SELECT Hospital, Unit, DMedian("TimeToProc", "tblTimeToProcedure",

"[Hospital] = '" & Hospital &"' AND [Unit] = '" & Unit & "'") AS

MedianTimeToProc

FROM tblTimeToProcedure

GROUP BY Hospital, Unit;

Hospital | Unit | MedianTimeToProc |

A | C1 | 2.10 |

A | C2 | 4 |

B | A1 | 4.2 |

B | A2 | 3 |

**On-line Database Sample:**

On my website, (__http://www.rogersaccesslibrary.com__), there is a small sample database called Median.mdb.
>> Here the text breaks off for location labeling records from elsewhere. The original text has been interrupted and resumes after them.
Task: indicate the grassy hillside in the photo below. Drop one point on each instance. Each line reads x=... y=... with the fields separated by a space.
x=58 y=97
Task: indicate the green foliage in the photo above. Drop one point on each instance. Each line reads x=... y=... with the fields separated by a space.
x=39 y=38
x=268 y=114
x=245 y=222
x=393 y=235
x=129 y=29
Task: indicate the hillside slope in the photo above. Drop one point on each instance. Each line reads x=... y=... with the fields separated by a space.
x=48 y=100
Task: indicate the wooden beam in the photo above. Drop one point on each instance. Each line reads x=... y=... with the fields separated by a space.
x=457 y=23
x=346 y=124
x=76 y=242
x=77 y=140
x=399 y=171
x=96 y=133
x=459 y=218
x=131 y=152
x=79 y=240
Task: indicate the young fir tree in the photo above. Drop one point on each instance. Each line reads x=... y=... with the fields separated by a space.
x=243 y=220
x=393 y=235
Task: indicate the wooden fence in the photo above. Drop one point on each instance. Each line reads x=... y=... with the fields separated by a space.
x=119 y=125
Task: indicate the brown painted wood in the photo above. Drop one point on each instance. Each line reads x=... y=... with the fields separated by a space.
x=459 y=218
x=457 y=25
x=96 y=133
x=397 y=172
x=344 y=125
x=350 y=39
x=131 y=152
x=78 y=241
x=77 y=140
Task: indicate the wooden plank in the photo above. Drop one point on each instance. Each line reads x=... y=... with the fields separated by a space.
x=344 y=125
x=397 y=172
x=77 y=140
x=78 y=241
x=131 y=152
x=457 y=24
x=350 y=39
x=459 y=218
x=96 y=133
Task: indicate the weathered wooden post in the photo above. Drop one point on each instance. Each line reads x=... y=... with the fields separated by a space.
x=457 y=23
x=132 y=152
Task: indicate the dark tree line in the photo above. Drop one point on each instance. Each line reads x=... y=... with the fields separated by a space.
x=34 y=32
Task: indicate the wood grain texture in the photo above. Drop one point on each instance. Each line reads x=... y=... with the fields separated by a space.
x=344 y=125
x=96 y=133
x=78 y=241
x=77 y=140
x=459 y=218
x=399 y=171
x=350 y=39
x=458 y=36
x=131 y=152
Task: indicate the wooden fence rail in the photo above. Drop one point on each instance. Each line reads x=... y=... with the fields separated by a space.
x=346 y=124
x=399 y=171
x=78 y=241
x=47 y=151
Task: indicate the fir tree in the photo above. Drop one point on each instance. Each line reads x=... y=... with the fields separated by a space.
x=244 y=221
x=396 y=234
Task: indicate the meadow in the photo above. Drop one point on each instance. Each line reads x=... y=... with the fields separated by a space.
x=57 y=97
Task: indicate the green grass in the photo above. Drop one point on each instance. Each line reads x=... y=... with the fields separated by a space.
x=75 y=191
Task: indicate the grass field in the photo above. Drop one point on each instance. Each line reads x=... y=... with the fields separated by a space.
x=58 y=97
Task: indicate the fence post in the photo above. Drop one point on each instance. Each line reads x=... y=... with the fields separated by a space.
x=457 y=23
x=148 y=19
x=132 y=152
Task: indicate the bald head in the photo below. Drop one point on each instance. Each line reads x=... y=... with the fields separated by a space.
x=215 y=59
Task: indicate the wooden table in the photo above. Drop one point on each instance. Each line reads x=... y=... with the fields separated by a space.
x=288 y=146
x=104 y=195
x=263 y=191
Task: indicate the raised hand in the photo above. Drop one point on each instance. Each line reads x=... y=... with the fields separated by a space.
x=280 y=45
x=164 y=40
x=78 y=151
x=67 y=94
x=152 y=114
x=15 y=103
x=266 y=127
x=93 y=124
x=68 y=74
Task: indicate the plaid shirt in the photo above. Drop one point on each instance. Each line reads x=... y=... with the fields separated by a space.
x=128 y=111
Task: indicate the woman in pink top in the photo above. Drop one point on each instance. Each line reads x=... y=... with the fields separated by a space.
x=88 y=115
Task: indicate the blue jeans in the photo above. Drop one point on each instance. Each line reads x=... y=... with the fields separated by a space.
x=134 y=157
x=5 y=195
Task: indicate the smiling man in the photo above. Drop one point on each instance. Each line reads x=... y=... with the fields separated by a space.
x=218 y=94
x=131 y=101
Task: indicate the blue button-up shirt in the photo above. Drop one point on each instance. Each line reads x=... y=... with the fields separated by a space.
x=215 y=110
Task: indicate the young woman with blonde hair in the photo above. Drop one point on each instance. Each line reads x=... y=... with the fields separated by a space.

This sample has the above example and another, more complex, example in an Access database, so you can see how the DMedian function works.

There are two versions of the DMedian function. DMedian is in the basMedianADO module, and DMedian is in the basMedianDAO. You must use the DMedian97 in an Access 97 database.

**Conclusion:**

Because Microsoft Access^{®} does not have a Median aggregate function, finding the median value of a group of data can be a challenge. But with a little programming expertise, you can create your own DMedian domain-aggregate function that you can use to find the Median value for an aggregate query.